The one major missing ingredient here is tawakkul (trust in Allah). One of the events in the life of the Prophet ṣallallāhu 'alayhi wa sallam (peace and blessings of Allāh be upon him) that epitomized grit, resilience, and perseverance was the Battle of Badr. At this occasion, the Companions said, “God is enough for us: He is the best protector.

“Those whose faith only increased when people said, ‘Fear your enemy: they have amassed a great army against you,’ and who replied, ‘God is enough for us: He is the best protector,’“ (3:173)

This is the same phrase that Ibrahim 'alayhi'l-salām (peace be upon him), while displaying the utmost level of resilience, said when he was thrown into the fire, and it was made cool.

There is a core belief in Islam about balancing between fear and hope. Scholars advise when a person feels despair, they should remind themselves of the traditions that reinforce hope in Allah’s forgiveness. When a person feels themselves sliding further and further into disobedience to Allah, then they should remind themselves of the traditions that warn against Allah’s punishment. The focus changes depending on the situation.

Grit itself is a praiseworthy characteristic

There is no doubt that it is a trait that makes people successful. The challenge comes in applying it and how we teach it. It needs a proper level of balance. Too much focus on grit as a singular predictor of success may lead to victim-blaming and false hope syndrome. Overlooking it on the other hand, enables a feeling of entitlement and a victim mentality.

One purpose of teaching grit was to help students from privileged backgrounds understand and appreciate the struggle needed to overcome difficulty. Misapplied, it can lead to overlooking systemic issues that prevent a person from succeeding even when they have grit.

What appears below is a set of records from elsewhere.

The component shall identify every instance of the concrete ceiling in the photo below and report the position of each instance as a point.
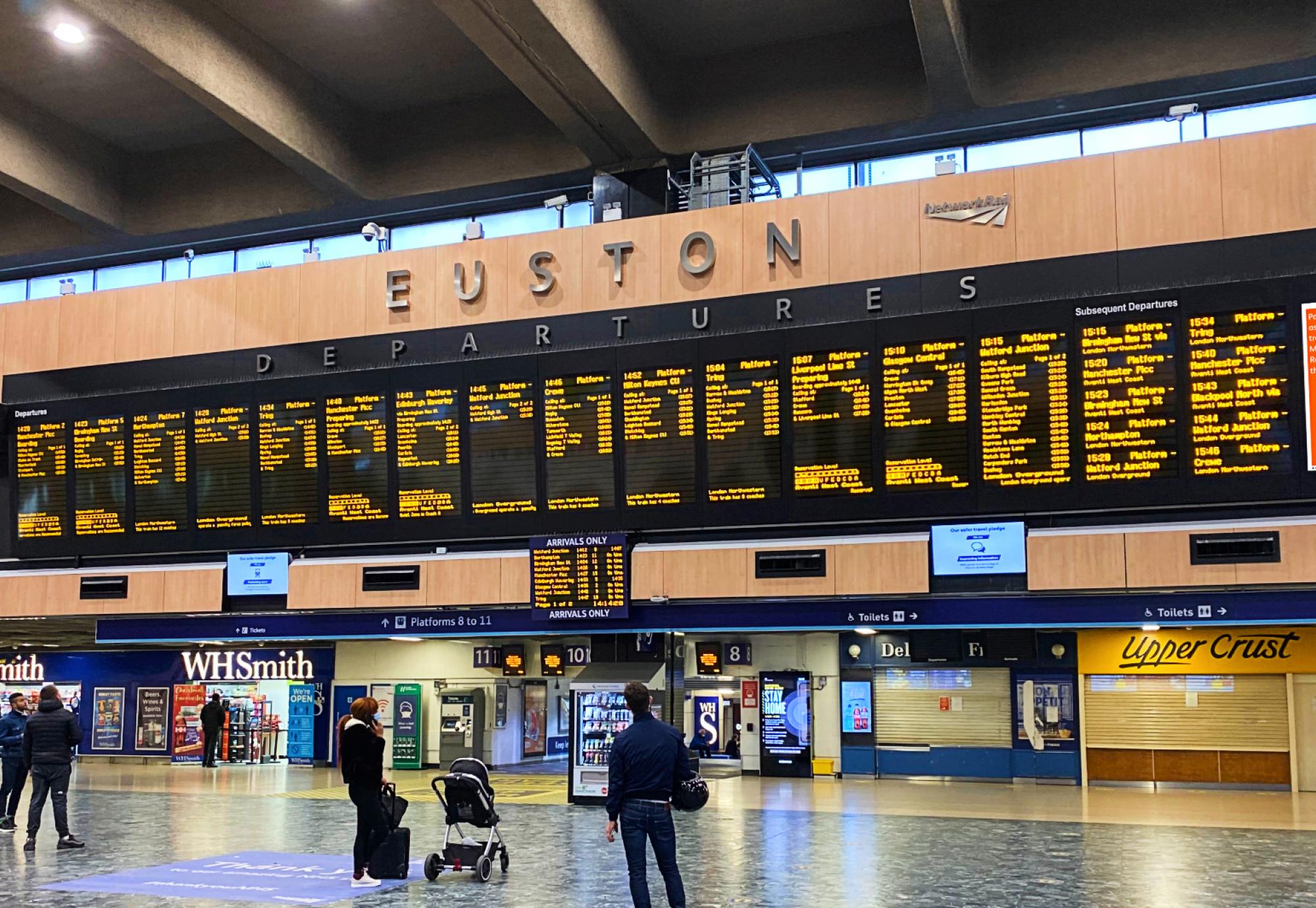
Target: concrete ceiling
(185, 123)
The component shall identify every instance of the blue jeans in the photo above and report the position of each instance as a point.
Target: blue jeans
(14, 777)
(640, 822)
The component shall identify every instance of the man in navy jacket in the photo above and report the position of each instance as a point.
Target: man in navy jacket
(645, 761)
(14, 772)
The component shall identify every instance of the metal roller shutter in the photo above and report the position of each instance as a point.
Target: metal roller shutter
(1232, 713)
(907, 707)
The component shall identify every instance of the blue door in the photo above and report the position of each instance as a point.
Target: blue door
(343, 698)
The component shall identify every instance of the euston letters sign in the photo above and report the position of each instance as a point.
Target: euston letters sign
(1198, 652)
(245, 665)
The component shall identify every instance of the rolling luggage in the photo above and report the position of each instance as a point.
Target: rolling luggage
(393, 856)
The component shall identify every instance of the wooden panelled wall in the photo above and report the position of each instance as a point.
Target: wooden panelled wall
(1159, 560)
(1210, 190)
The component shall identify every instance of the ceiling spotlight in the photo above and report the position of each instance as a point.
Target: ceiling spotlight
(69, 34)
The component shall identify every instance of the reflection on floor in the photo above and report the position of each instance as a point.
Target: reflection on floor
(764, 843)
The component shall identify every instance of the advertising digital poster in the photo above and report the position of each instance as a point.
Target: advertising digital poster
(153, 719)
(535, 723)
(856, 707)
(107, 731)
(785, 720)
(189, 745)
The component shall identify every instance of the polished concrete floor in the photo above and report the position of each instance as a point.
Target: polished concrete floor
(760, 843)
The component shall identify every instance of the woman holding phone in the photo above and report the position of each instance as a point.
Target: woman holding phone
(361, 752)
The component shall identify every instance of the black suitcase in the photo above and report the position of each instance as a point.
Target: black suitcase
(393, 856)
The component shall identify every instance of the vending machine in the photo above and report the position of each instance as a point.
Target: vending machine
(599, 714)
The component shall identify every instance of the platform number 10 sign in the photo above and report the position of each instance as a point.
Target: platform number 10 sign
(738, 655)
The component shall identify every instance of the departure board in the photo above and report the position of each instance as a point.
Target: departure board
(430, 453)
(160, 472)
(503, 463)
(43, 480)
(222, 445)
(926, 415)
(357, 457)
(1130, 401)
(578, 441)
(1025, 409)
(101, 480)
(580, 577)
(659, 430)
(832, 419)
(289, 452)
(743, 430)
(1239, 394)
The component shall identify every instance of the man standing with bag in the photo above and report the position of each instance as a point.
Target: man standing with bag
(213, 722)
(647, 760)
(48, 751)
(14, 774)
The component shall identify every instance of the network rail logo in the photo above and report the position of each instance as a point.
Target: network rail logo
(984, 210)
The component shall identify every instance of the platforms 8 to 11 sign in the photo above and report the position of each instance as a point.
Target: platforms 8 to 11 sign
(580, 577)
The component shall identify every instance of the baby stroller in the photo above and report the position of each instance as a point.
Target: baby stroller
(470, 801)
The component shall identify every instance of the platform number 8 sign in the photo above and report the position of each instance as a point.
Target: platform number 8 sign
(738, 655)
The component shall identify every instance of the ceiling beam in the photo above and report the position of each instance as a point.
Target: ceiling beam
(569, 60)
(245, 82)
(60, 168)
(944, 45)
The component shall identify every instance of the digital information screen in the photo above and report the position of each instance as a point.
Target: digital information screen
(580, 577)
(1130, 401)
(222, 444)
(430, 453)
(976, 549)
(43, 480)
(856, 707)
(832, 419)
(926, 415)
(160, 472)
(259, 574)
(289, 452)
(743, 430)
(101, 493)
(709, 659)
(1239, 393)
(357, 457)
(659, 430)
(1025, 409)
(785, 720)
(502, 420)
(578, 441)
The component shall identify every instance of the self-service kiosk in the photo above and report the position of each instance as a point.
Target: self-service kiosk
(461, 726)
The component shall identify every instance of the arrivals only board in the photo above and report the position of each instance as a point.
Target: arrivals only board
(1131, 402)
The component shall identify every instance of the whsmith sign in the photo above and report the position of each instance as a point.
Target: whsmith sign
(1198, 652)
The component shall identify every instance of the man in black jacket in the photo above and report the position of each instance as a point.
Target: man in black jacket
(644, 764)
(213, 720)
(48, 751)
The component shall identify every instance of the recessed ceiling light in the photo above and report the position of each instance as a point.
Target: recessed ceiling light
(69, 34)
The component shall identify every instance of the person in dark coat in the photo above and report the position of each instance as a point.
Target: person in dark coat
(213, 722)
(14, 774)
(48, 751)
(361, 753)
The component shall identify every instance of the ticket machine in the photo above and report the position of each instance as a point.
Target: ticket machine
(461, 726)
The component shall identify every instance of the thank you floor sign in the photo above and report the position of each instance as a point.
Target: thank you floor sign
(264, 877)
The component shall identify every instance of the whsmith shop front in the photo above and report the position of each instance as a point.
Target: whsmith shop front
(1205, 706)
(145, 705)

Self-help literature often fails to make these types of distinctions. It fails to provide guidance for balancing adapting the advice based on circumstance. The criticisms here are not of the idea of grit, but rather the myopic way in which self-help literature promotes concepts like grit without real-world contextualization. We need to find a way to have the right proportionality of understanding individual effort, societal support, and our reliance on Allah.

Our ability to persevere, to be resilient, and to have grit, is linked directly to our relationship with Allah, and our true level of trust in Him.